Methods Whole slide images from personal, institutional and public libraries on PathPresenter were used to prepare video presentations, augmented by presentation slides uploaded into the presentation module of the Digital Anatomic Pathology Academy. Video recordings of the presentation were then uploaded to YouTube and the links shared via social media channels (Facebook and Twitter) and email notice to trainees. YouTube channel analytics provided total views, geographic reach of audience and retention times for each video, as well as comments and reactions. Facebook audience reach was also available for videos posted to groups.
Results A total of 89 gynecologic pathology videos were produced and posted, generating a total of 16,718 views, 180 comments, 792 likes and an unknown number of shares.
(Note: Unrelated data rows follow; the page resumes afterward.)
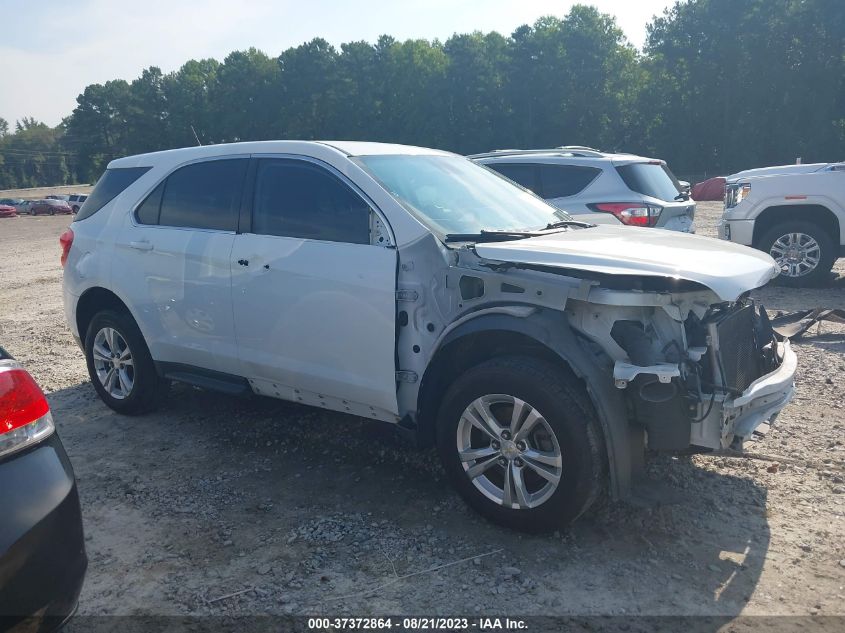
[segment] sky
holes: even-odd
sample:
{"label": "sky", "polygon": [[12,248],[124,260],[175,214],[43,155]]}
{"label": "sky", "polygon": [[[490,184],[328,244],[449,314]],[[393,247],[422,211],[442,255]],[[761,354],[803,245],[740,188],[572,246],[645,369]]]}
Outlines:
{"label": "sky", "polygon": [[[645,26],[672,0],[581,0],[616,16],[641,48]],[[446,40],[454,33],[509,35],[571,0],[0,0],[0,117],[57,125],[93,83],[131,81],[141,70],[221,60],[254,46],[271,56],[323,37],[375,42]]]}

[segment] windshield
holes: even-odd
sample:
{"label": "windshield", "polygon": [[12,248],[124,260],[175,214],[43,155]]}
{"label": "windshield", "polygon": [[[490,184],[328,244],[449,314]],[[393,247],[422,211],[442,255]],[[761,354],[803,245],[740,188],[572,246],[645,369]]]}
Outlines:
{"label": "windshield", "polygon": [[631,163],[616,168],[631,191],[659,200],[674,200],[681,193],[675,174],[662,163]]}
{"label": "windshield", "polygon": [[360,156],[355,161],[441,236],[539,230],[571,220],[533,193],[460,156]]}

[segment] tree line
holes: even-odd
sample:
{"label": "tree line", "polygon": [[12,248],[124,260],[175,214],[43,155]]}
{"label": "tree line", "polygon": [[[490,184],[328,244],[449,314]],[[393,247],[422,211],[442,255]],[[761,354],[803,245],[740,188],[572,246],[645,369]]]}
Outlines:
{"label": "tree line", "polygon": [[681,0],[642,52],[576,5],[510,36],[321,38],[278,57],[93,84],[56,128],[0,119],[0,189],[93,182],[109,160],[275,138],[366,139],[472,153],[589,145],[726,174],[845,159],[845,2]]}

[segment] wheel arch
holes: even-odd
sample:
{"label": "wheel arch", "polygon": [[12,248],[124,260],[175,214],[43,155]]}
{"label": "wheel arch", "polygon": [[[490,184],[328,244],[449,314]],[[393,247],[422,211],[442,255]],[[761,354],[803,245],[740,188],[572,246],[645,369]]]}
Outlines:
{"label": "wheel arch", "polygon": [[812,222],[821,226],[841,243],[839,216],[823,204],[779,204],[763,209],[754,221],[752,243],[759,248],[762,237],[774,226],[782,222]]}
{"label": "wheel arch", "polygon": [[437,410],[448,386],[470,367],[503,355],[530,355],[549,360],[580,380],[589,397],[604,442],[614,498],[630,494],[631,479],[641,462],[642,432],[628,424],[625,403],[597,354],[569,326],[566,315],[536,310],[527,316],[488,313],[471,318],[440,341],[423,374],[417,409],[422,444],[433,441]]}

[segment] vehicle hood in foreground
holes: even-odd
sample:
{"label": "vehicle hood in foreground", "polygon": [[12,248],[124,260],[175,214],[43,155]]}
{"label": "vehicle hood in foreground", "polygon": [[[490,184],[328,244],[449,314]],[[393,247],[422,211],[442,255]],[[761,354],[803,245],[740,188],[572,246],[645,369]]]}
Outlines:
{"label": "vehicle hood in foreground", "polygon": [[767,254],[732,242],[662,229],[596,226],[510,242],[476,244],[486,259],[607,275],[685,279],[735,301],[779,270]]}

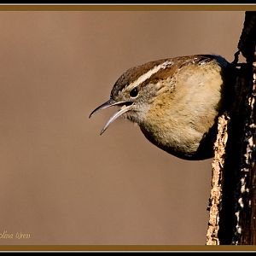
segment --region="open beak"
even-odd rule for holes
[[[99,110],[107,108],[108,107],[112,107],[112,106],[121,106],[121,108],[116,112],[107,122],[107,124],[104,125],[104,127],[102,128],[102,130],[101,131],[100,135],[102,135],[109,126],[110,124],[112,124],[116,119],[118,119],[119,116],[121,116],[123,113],[125,113],[125,112],[129,111],[131,108],[131,102],[116,102],[115,101],[110,99],[108,102],[104,102],[103,104],[100,105],[99,107],[97,107],[96,109],[94,109],[89,118],[92,117],[92,115],[94,115],[96,112],[98,112]]]

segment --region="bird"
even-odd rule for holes
[[[109,99],[95,108],[119,109],[119,117],[140,127],[159,148],[187,160],[213,156],[218,118],[229,108],[232,65],[218,55],[194,55],[148,61],[126,70],[114,83]]]

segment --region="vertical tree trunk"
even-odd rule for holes
[[[237,68],[233,108],[219,118],[207,245],[256,244],[255,45],[256,12],[246,12],[238,49],[247,63]]]

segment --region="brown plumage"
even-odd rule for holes
[[[128,69],[110,100],[95,109],[120,106],[119,116],[140,126],[160,148],[185,160],[213,154],[218,116],[226,109],[230,64],[218,55],[191,55],[150,61]]]

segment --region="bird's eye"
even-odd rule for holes
[[[133,88],[131,91],[130,91],[130,96],[131,97],[136,97],[138,94],[138,90],[137,87]]]

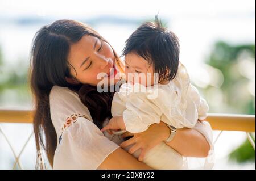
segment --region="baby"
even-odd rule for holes
[[[157,18],[133,33],[123,52],[127,82],[115,93],[113,117],[102,131],[139,133],[160,121],[191,128],[206,118],[209,107],[179,62],[179,48],[176,36]],[[156,169],[184,169],[182,156],[164,142],[148,151],[143,162]]]

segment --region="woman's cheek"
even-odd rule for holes
[[[112,48],[108,43],[104,42],[104,44],[105,44],[105,47],[102,48],[101,54],[106,58],[111,58],[114,61],[115,57]]]

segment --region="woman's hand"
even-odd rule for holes
[[[125,129],[125,125],[123,122],[123,117],[113,117],[109,120],[107,125],[101,129],[102,132],[106,131],[109,134],[112,134],[111,130]]]
[[[200,122],[205,121],[201,120]],[[120,146],[125,148],[133,145],[129,150],[133,154],[136,150],[141,149],[141,154],[139,161],[142,161],[146,153],[156,146],[161,141],[166,140],[170,134],[170,130],[166,124],[160,121],[159,124],[153,124],[148,129],[139,133],[126,132],[123,137],[130,136],[133,137],[123,142]],[[210,149],[210,146],[204,136],[194,129],[184,128],[177,130],[174,139],[166,143],[177,152],[184,157],[206,157]]]
[[[160,121],[159,124],[153,124],[150,125],[146,131],[138,133],[125,133],[122,134],[123,137],[133,136],[133,137],[123,142],[120,144],[122,148],[125,148],[129,145],[134,144],[128,152],[133,154],[138,149],[141,149],[141,153],[138,159],[142,161],[146,153],[158,145],[162,141],[166,140],[170,134],[170,130],[166,124]]]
Average audience reach of Facebook-posted videos was 1,500 using a single niche site directed at developing world pathologists. Survey data from group users indicated that most had directly viewed the digital slides.
Conclusions Teaching videos are eagerly received by trainees and practitioners, offer access to unique and common cases, and assist pathology and non-pathology trainees. Patients also gain from the content. Linkage with digital slides is a valued enhancement.